Kaffir opens all green and juicy, but galbanum amps up the mellow bitterness of the lime, so the fruity quality is somewhat subdued--a good thing in my book. There's a subtle herbal note as well, lent by tarragon according to Anya. The opening lasts a little longer than citrus tops usually do. It takes a good 10 minutes, on me at least, before the floral heart emerges and begins to play hide and seek with the leather/wood base.

One of the things I love about Pan and Fairchild is their liveliness. They change moment by moment on the skin, continually evolving in a wonderfully non-linear way right up to their final fade-out. Kaffir, in its more lighthearted fashion, has the same quality. Every time I lift my wrist to my nose, I get a slightly different balance of jasmine, leather, and soft woods. The green notes pop back in from time to time as well, and when they hook up with the leather base I find I get a flash of Chanel n.19. When the jasmine-rich heart predominates, Kaffir seems like Fairchild's more innocent hesperidic cousin.

Anya describes Kaffir as having a tropical character, and I find that's true, although this is certainly no "rum punch on the beach" fragrance. It's lush, green and sunny, with a barely perceptible hint of earthy decay. Anya calls it playful, and so it is, but it's not a bit coy. It seems perfectly unisex, and wearable just about anyplace, something that can't be said, IMO, of either Pan or Fairchild.

For another, more erudite take on Kaffir, click over to Helg's review at Perfume Shrine. You'll find her review of Anya's other new creation, Temple, on the same page. I'll offer my own thoughts on Temple as soon as I can figure out what they are. (I've already sprung for a bottle of it in parfum, which I guess should tell me something.)

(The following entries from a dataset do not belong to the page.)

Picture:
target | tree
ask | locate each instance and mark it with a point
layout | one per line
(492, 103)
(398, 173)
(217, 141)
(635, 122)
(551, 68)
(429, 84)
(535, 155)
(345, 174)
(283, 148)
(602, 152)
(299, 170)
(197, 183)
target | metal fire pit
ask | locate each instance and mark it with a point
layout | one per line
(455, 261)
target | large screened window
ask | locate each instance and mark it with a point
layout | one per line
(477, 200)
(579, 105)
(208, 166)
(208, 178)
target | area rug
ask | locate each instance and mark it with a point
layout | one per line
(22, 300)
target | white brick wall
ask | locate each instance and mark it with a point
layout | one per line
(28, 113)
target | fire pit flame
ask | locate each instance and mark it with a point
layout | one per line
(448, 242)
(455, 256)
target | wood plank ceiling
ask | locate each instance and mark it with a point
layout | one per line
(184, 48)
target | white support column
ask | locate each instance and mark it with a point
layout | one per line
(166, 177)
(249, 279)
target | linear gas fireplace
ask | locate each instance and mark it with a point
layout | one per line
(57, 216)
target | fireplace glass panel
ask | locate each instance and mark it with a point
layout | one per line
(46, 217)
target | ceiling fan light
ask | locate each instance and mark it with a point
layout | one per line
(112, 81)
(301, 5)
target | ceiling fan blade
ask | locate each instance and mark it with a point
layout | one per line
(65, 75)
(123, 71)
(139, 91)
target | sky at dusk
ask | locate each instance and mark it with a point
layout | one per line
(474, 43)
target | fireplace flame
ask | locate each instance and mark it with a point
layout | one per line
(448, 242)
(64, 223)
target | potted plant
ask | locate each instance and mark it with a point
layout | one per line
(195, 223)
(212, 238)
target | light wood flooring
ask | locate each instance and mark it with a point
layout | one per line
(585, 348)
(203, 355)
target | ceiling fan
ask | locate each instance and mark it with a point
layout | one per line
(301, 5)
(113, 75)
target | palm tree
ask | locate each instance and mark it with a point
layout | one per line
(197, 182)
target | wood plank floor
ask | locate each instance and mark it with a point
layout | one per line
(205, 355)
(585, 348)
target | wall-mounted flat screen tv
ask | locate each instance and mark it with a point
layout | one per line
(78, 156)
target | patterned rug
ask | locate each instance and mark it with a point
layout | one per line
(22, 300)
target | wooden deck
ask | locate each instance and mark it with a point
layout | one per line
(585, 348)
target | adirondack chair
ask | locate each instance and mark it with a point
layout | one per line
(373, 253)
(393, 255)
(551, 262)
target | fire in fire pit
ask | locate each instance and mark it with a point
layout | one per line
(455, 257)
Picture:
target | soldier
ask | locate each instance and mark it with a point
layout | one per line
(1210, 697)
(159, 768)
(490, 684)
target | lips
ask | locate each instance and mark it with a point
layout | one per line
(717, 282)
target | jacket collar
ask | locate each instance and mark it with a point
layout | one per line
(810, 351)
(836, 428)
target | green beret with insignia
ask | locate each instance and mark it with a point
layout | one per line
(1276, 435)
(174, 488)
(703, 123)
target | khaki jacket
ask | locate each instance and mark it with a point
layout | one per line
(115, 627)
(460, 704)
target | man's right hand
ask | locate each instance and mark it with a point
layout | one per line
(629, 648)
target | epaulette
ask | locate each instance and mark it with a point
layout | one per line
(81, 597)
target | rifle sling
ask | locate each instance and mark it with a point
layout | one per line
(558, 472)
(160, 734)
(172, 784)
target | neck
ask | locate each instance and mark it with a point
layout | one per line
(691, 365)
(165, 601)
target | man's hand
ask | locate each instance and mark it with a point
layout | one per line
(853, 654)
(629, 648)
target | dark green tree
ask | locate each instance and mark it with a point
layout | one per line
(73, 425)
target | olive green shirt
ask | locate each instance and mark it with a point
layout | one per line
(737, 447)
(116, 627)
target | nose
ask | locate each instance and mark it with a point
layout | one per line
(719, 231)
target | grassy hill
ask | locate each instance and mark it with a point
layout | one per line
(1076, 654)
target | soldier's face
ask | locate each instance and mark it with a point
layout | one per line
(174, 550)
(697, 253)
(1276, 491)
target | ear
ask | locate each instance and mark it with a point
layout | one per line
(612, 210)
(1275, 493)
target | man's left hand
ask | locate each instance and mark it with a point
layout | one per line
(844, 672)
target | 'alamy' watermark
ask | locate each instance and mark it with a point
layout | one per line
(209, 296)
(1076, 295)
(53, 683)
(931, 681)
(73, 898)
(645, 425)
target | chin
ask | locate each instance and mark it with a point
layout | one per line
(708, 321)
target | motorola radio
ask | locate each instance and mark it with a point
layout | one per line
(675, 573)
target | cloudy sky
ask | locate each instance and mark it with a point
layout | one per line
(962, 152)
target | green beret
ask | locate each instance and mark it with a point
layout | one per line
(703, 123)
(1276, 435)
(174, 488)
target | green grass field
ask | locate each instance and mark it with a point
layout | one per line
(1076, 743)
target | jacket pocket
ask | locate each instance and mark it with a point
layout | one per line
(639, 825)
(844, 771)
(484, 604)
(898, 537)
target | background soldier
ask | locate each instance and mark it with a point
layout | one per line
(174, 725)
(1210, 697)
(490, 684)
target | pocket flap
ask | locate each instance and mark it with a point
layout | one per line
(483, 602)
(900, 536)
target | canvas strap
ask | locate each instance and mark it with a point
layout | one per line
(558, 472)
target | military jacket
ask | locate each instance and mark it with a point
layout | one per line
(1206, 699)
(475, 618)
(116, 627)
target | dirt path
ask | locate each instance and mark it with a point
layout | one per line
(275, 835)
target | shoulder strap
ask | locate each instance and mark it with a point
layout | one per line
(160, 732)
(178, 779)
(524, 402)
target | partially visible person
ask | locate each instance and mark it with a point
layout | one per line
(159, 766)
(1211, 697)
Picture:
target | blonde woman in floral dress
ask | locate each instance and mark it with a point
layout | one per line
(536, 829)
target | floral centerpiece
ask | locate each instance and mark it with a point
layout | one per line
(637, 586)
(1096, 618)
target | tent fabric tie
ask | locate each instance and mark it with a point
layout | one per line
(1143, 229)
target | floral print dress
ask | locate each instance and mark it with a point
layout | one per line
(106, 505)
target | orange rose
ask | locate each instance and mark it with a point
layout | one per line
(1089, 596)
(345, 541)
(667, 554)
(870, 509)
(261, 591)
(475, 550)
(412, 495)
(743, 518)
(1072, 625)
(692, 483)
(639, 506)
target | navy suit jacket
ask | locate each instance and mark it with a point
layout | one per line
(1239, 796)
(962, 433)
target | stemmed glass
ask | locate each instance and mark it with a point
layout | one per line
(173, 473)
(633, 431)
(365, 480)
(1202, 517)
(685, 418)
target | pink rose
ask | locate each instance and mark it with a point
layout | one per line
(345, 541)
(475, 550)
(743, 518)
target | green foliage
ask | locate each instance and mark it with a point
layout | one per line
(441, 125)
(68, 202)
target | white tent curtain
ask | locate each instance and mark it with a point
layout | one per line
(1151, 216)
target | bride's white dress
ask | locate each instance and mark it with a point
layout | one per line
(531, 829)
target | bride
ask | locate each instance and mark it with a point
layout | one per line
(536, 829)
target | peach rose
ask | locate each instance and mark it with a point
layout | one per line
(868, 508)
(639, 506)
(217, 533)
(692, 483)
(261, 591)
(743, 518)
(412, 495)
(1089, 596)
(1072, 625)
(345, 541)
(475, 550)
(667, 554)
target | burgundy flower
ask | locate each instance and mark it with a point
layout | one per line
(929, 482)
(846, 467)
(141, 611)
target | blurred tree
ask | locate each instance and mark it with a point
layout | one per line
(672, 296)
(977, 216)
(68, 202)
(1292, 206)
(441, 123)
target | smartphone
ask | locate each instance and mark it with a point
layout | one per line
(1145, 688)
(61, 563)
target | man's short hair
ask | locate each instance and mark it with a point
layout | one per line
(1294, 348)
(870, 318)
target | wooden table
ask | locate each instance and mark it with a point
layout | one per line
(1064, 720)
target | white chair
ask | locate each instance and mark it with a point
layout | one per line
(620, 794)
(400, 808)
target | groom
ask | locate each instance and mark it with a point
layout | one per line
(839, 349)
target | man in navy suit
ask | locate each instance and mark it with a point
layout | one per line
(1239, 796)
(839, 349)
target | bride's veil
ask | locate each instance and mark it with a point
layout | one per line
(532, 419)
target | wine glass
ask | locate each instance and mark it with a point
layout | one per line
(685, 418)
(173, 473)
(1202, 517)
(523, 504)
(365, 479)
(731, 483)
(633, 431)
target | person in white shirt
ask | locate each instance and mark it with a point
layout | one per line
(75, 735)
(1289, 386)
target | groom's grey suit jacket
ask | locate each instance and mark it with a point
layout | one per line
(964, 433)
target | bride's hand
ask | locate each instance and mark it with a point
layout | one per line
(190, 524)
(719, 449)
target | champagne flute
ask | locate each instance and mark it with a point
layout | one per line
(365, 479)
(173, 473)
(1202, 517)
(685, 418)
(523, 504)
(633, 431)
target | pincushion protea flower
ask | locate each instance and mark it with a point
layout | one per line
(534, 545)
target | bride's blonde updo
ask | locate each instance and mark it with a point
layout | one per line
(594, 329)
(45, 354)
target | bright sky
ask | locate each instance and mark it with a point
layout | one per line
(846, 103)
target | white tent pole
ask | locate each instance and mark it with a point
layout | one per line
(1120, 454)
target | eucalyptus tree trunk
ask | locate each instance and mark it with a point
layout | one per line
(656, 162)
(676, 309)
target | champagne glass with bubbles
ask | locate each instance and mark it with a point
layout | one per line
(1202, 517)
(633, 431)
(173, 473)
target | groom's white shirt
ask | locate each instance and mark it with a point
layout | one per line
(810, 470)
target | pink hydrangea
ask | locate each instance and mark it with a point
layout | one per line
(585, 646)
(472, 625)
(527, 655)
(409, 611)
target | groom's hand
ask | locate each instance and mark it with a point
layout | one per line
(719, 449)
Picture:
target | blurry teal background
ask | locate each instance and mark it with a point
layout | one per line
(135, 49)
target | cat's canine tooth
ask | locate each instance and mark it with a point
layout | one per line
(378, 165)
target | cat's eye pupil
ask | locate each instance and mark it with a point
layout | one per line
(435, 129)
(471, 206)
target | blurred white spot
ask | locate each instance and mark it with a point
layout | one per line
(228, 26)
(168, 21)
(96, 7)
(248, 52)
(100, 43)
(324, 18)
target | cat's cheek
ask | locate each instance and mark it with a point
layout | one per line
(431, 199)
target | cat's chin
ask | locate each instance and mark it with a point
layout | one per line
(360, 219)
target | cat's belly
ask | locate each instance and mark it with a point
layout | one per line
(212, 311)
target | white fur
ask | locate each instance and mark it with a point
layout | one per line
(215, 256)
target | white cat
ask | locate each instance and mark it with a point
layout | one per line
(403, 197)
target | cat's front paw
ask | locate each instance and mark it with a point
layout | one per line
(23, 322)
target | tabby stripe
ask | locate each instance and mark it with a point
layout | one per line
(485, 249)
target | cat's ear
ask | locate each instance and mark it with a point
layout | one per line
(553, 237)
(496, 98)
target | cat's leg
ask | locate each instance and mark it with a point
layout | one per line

*Notes from Anya's Garden:

Top notes: Kaffir Thai lime leaf, galbanum, French and Tropical tarragon accord

Middle notes: tinctures of eight jasmines, heritage oak extract, Grasse jasmine

Base notes: sustainable golden agarwood, musk seed, leather accord

Photo from Wikimedia Commons


Perfumeshrine said...

Oh, I was sure you'd like this one too! Aren't those three (Pan, Fairchild and Kaffir)simply wonderful?
Thanks for the compliment and the link :-)

BitterGrace said...

They are wonderful. Also unique.

I think all your reviews are excellent, but I especially like that one. It covers a lot of ground!